Dans un communiqué conjoint publié le 22 septembre 2025, les autorités des pays de l’AES ont justifié cette décision par leur volonté d’affirmer pleinement leur souveraineté et leur profonde insatisfaction à l’égard du fonctionnement de la CPI. Les trois gouvernements estiment que la Cour s’est transformée en un « instrument de répression néocoloniale » et qu’elle ne remplit plus efficacement sa mission de lutte contre l’impunité.
Selon le communiqué, la CPI aurait fait preuve d’un « incapacité à engager et poursuivre des crimes avérés », tout en étant perçue comme une institution aux pratiques sélectives et injustes, particulièrement envers des États africains. 
La décision de ces trois pays s’inscrit dans un contexte plus large de recul des relations avec les institutions internationales occidentales. Les États de l’AES ont également quitté la Communauté économique des États de l’Afrique de l’Ouest (CEDEAO) au début de 2025, marquant une politique de rupture avec certaines organisations multilatérales. 

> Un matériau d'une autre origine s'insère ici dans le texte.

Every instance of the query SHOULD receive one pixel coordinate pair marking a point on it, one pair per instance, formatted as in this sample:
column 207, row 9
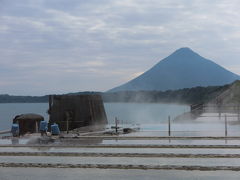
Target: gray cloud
column 57, row 46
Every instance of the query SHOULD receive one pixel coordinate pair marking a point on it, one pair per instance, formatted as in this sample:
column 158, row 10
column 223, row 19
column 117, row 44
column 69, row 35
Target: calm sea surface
column 143, row 113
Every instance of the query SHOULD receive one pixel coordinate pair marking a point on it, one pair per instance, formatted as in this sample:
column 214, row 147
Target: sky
column 62, row 46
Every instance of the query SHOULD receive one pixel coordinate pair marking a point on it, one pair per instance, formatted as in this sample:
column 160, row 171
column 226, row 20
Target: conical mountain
column 182, row 69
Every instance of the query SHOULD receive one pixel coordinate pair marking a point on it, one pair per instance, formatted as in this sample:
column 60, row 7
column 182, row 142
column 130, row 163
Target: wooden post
column 238, row 113
column 36, row 126
column 225, row 125
column 169, row 126
column 116, row 124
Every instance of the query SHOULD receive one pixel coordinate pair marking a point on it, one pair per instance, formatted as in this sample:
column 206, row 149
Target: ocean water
column 127, row 113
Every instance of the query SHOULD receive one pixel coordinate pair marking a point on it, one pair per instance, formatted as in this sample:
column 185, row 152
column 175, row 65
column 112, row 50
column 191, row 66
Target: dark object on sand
column 15, row 130
column 28, row 123
column 75, row 111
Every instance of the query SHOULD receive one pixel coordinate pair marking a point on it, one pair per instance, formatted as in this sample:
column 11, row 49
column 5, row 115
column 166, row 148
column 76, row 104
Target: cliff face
column 75, row 111
column 182, row 69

La création de l’AES elle-même, une alliance confédérale regroupant Mali, Burkina Faso et Niger, est perçue par ses dirigeants comme un projet de coopération régionale renforcée, cherchant à promouvoir leur autonomie politique et judiciaire.
Vers une justice régionale propre au Sahel ?
Alors que ces pays se désengagent de la CPI, ils ont également exprimé leur intention de développer des mécanismes judiciaires endogènes, mieux adaptés à leurs réalités sociopolitiques, pour traiter des crimes graves. Certains observateurs parlent déjà d’un projet de tribunal régional du Sahel, qui viserait à remplacer, à terme, la juridiction internationale pour les affaires sur leur territoire. 
La décision a suscité des réactions diversifiées sur le continent. Dans les populations locales, particulièrement au Burkina Faso, au Mali et au Niger, cette rupture est parfois saluée comme un acte de souveraineté et de rejet d’une justice perçue comme partiale. 
À l’international, des organisations de défense des droits humains ont exprimé des inquiétudes, estimant que ce retrait pourrait affaiblir la justice internationale et laisser un vide dans la lutte contre l’impunité pour les victimes de crimes graves.